Pat Bertram is the author of the conspiracy novels Light Bringer, More Deaths Than One, A Spark of Heavenly Fire, and Daughter Am I. Bertram is also the author of Grief: The Great Yearning, “an exquisite book, wrenching to read, and at the same time full of profound truths.” Connect with Pat on Google+

Writing a Book I Didn’t Know I Was Writing

In Style: Writing as the Discovery of Outlook, Richard M Eastman says: “You don’t begin to write with a complete message or experience already imagined, which is then to be wrapped in language as a means of sending it to your readers. Writing isn’t so much communication as creation. In a real sense, you don’t have an outlook on anything without first having written on it. This outlook comes into being through the dozens of tests, choices, and unexpected chances which turn up as you write on some engaging topic; and most writers agree that the final creation isn’t anything you could have precisely anticipated when you first set pen to paper.”

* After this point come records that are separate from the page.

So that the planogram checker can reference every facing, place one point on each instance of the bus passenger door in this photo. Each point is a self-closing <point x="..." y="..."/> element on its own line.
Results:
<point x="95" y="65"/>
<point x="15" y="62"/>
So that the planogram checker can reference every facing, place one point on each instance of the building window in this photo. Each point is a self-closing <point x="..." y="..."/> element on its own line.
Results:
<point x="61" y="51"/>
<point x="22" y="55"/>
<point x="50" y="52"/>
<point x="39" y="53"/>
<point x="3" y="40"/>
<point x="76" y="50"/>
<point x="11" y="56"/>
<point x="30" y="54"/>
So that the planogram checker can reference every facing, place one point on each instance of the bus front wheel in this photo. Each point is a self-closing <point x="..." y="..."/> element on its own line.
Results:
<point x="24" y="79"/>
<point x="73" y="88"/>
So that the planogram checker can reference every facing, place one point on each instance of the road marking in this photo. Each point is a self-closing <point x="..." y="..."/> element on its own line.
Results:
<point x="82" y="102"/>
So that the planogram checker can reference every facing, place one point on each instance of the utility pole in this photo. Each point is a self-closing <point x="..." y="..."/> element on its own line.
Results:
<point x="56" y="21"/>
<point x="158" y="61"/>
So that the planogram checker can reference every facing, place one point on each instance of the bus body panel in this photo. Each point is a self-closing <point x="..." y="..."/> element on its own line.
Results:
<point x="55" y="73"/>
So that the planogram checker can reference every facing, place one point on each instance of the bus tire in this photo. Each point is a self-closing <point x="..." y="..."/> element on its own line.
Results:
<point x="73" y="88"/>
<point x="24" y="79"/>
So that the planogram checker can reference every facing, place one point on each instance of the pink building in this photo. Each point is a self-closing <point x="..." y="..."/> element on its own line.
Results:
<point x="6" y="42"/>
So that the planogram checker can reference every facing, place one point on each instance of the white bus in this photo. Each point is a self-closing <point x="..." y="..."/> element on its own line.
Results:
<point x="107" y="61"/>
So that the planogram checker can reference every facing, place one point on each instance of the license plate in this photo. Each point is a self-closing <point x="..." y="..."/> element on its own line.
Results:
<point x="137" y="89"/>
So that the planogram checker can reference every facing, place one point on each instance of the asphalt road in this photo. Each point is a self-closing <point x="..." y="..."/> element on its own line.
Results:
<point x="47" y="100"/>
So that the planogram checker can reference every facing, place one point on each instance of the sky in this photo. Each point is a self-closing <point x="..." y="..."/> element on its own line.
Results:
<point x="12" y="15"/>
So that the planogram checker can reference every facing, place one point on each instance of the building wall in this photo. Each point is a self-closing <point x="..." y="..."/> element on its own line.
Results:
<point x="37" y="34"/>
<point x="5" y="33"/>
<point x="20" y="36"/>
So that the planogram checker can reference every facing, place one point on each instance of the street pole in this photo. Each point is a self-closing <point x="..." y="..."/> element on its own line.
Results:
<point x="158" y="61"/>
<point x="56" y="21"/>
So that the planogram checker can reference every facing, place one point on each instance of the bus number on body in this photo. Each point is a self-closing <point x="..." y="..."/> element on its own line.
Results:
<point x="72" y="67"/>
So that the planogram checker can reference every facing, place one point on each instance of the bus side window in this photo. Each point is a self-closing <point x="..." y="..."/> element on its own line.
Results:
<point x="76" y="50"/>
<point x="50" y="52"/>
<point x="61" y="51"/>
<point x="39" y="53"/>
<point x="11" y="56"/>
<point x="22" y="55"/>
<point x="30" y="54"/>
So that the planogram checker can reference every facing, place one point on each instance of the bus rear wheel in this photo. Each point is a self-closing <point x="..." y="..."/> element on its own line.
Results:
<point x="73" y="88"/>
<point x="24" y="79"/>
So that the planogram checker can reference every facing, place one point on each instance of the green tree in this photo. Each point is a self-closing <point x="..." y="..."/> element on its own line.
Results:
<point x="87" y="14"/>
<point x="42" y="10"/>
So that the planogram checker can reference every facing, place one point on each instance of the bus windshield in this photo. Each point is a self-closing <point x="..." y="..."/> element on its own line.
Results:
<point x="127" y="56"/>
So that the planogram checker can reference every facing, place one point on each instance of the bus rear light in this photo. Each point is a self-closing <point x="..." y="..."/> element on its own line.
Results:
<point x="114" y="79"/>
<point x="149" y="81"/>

Eastman’s discovery of outlook holds true for my fiction.  I know the story when I begin, I know the ending, and I know a few important scenes, which should mean that I know the whole story, but I don’t. I am not the same, my outlook is not the same, when I finish writing the story as when I began, so the story is not exactly as I intended. The creation process itself creates the change in outlook. Writing is all about the choices we make, and continue to make, all through the creating, editing, proofing. Sometimes I find that I’ve written a book I didn’t know I was writing. A Spark of Heavenly Fire was supposed to be the story of women who could barely cope during times of prosperity when everyone else was doing just fine, but they came alive and dazzled during dark times when everyone else could barely cope. That story is still there in A Spark of Heavenly Fire, but the overriding story is the story of love in all its guises: self-less love, self-love, friendship, romantic love, parental love, obsession.  This theme of love came about through the various elemental choices I made during the course of the book, and it makes novel strong, much stronger than it would have been if it remained simply the story of women who come alive in times of hardship.

And Eastman’s discovery of outlook especially holds true for my non-fiction. I wrote a book about grief, a book I didn’t know I was writing. After the death of my life mate/soul mate twenty-one months ago, I found solace in writing about his death and my grief, in blogging about it, in writing letters to him. And now, some of those writings have coalesced into a book that people have called “exquisite,” “profound,” “raw and real.” I wrote to help me come to terms with the soulquake I experienced after he died and with my continued grief. But what the book ends up being is a great love story, the story of a love that transcends time and physical bonds. He might be dead, my love for him is still strong.

I know what you’re going to ask, but no, the book isn’t published yet, but it should be released in March 2012. I’m putting the finishing touches on the book now, adding the few photos I have to further illustrate our life, and then it heads back to my publisher so they can add a cover and get it published.

One unintended benefit of getting the book published is that afterward, this blog will not be quite so schizophrenic. Part of the time I write about writing, the rest of the time I write about grief. The book will pull both parts of this blog together, and it will become a cohesive whole. I wonder if the book will do the same for me, help pull me together somehow, bridging two very different parts of my life — the part where I once shared a life,  and the part where I’m left alone to pick up the pieces of that shattered life.